I'm reading Ince on ODEs, and I'm in the section (in Chapter 5) where he talks about the Wronskian. There are quite a few things here that I don't quite understand or follow.

I'm not going to get into all the details, but briefly, suppose we have the Wronskian of k functions:

$$W = \left|\array{cccc} u_1 & u_2 & ... & u_k \\ u_1' & u_2' & ... & u_k' \\ ... & ... & ... & ... \\ u_1^{(k-1)} & u_2^{(k-1)} & ... & u_k^{(k-1)} \endarray\right|$$

and we designate by $$U_1, U_2, ... U_k$$ the minors of the elements in the last line of the Wronskian.

So far so good.

Then there is quite a lot of derivation that I don't quite follow, but my main question is this: eventually he gets to the point where he has the following equation:

$$U_1'U_k - U_k' U_1 = 0$$

Ince then tersely states that since $$U_k$$ is not zero, it follows that:

$$U_1 = -c_1U_k$$

or in other words, that U_1 is a constant multiple of U_k.

That's the part I don't quite follow.

All things being equal, his expression itself seems to be "like" a Wronskian, except that it involves the minors of a determinant, rather than "functions" (or, solutions to a differential equation).

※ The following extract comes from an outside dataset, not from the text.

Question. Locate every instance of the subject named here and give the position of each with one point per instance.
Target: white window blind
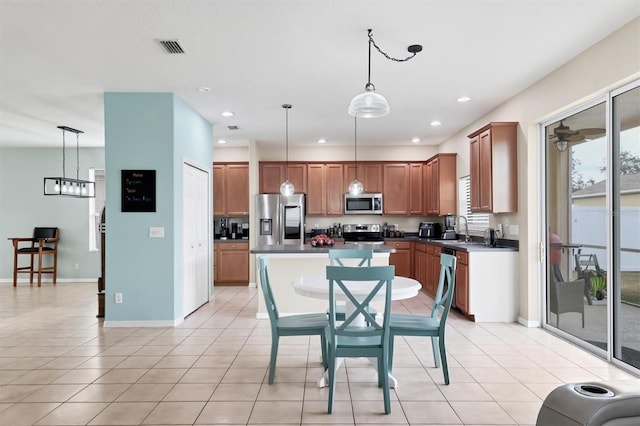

That is, we could re-write his initial equation:

$$\left|\array{cc}U_1 & U_k \\ U_1' & U_k'\endarray\right| = 0$$

But I don't see how linear dependence follows from that equation.

In do see how if U_1 and U_k are linearly dependent, then we can conclude that the "Wronkian" must be zero.. but isn't it a standard result from linear algebra that if the Wronskian is zero, we can't necessarily conclude that the functions are linearly dependent?

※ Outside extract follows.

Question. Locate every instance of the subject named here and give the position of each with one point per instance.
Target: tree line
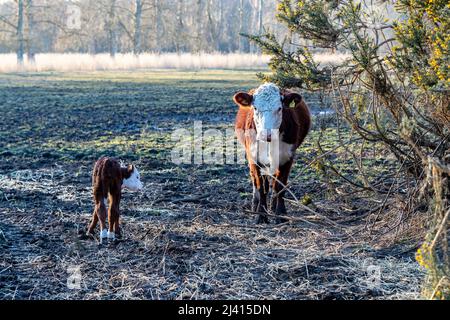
(28, 27)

Does this restriction not apply in this case, since we are working w/ the minors of a determinant, rather than "real" functions?

2. Sep 6, 2010

### klondike

Re: Wronskian

The way I understood this when I learned it is:
If U_1 and U_k are both not identically zero, we can divided W by (U_1)^2 which yields:
$$\frac{W}{U_{1}^{2}}=\frac{U_1'U_k - U_k' U_1}{U_{1}^{2}}=(\frac{U_k}{U_1})'=0$$

$$(\frac{U_k}{U_1})'=0$$ suggests U_1=const x U_k